ドイツはモビリティの燃料として水素やe-fuel、HVO等を積極活用へ

(文責:坂野 佑馬)

 読者の皆様には既にご存じの方も多いかもしれないが、EUが2021年7月より推進してきた「2035年内燃機関搭載車の生産禁止」の規制化が、去る2月27日にドイツが異議を唱えたことにより承認が延期した。ドイツ側の具体的な要望としては、「2035年以降の合成燃料(e-fuel)を活用した内燃機関搭載車についての販売継続」の承認であった。イタリア、ポーランド、ブルガリア、チェコも反対の意向を示し、欧州議会との暫定合意後に加盟国が異議を唱える異例の事態に陥いる状況となった。結果的には、3月25日をもって欧州委員会(EC)とドイツ政府が2035年以降も内燃機関搭載車の販売を認めることで合意したとの報道がなされている。
 ここでEVの代替役として登場するe-fuelに関して、簡単な説明をさせていただく。e-fuelとは、CO₂とグリーン水素を用いた合成燃料で、ガソリンや軽油などの代わりとして期待されている脱炭素燃料である。以下に製造方法ごとに分類して示す(図1)。

図1. 合成燃料・e-fuel の製造方法

出所:資源エネルギー庁「CO2等を用いた燃料製造技術開発プロジェクトの研究開発・社会実装の方向性(案)」よりBCJ作成

 ドイツ政府はe-fuelやHVO(水素化植物油) 等の合成燃料について、ドイツ国内では「給油所での100 % 合成燃料販売の承認」により利用促進を図っている。この承認案は2023年3月3日にドイツ連邦運輸大臣が発表したものであるが、ドイツ国内においては今まで最大26 % までの含有率の混合燃料のみ限定的に販売が認可されていた。
 同承認案に対し、フィンランドの再生可能燃料メーカーであるNeste は歓迎の意向を示している。同社は、廃棄物や残渣、革新的な原材料から再生可能燃料やプラスチックなどの持続可能な製品の製造を行っており、HVOに関しては「Neste MY Renewable Diesel™(以下、Neste MY と表記)」※1という使用済み食用油や食品産業廃棄物の動物性脂肪など、持続可能な方法で調達された再生可能原料を100%使用したHVOを販売している。Neste MYは化石ディーゼルと比較して、ライフサイクル全体で75~95%もの温室効果ガス(GHG)排出量を削減することが可能で、混合比率を調整することで全てのディーゼル燃料流通インフラに適合させることができる。

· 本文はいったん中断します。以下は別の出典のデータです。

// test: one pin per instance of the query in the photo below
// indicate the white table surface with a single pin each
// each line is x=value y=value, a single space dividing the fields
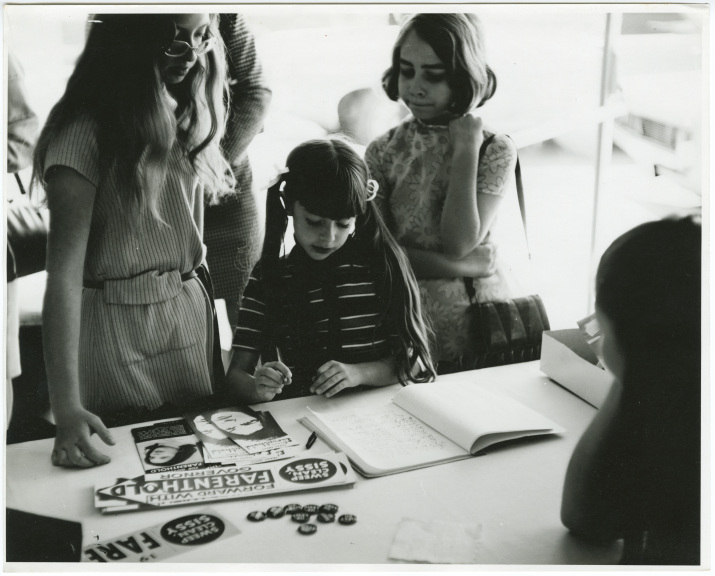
x=514 y=492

 また、ドイツはe-fuel やHVO等の合成燃料だけでなく水素の物流やモビリティへの活用に関しても、意欲的である。
 2020年にドイツ政府は国家水素戦略(NWS)を発表し、エネルギー転換と気候保護において水素が果たすべき役割を明確にした。並行して、ほぼすべての連邦州が独自の水素戦略を立ち上げている。各州の戦略は、その範囲や詳細度合いが異なる。大まかな次のステップを発表するだけのものもあれば、ポテンシャル分析とともに詳細で長期的なプロジェクトを形成するものもある。物流部門においては、重量物輸送、航空輸送、水上輸送においてより水素の重要性が高いと捉えている傾向にあるようだ。下記の表には各州の水素計画における対応セクターを示したが、多少の差はあれども、等しく物流やモビリティにおいて水素を活用していくという方針であると見て取れる(表1)。

表1.  各連邦州における水素計画推進セクター

出所:ドイツ再生可能エネルギー庁の資料よりBCJ作成

 世界全体においてEVシフトによってモビリティ市場がEVに寡占される未来を予想していた人も多いと思うが、ドイツの再生可能燃料の普及拡大へ向けた働きかけは一石を投じるものになっていると考える。今後、モビリティ部門における競争は複雑化していくことが予想され、絶えず最新の情報を仕入れアップデートしていくことがより重要になってくるように思う。弊社Newsにおいてはかねてより水素や再生可能燃料に関する情報を発信しているが、今後も読者の皆様へ鮮度の高い情報を提供していきたい。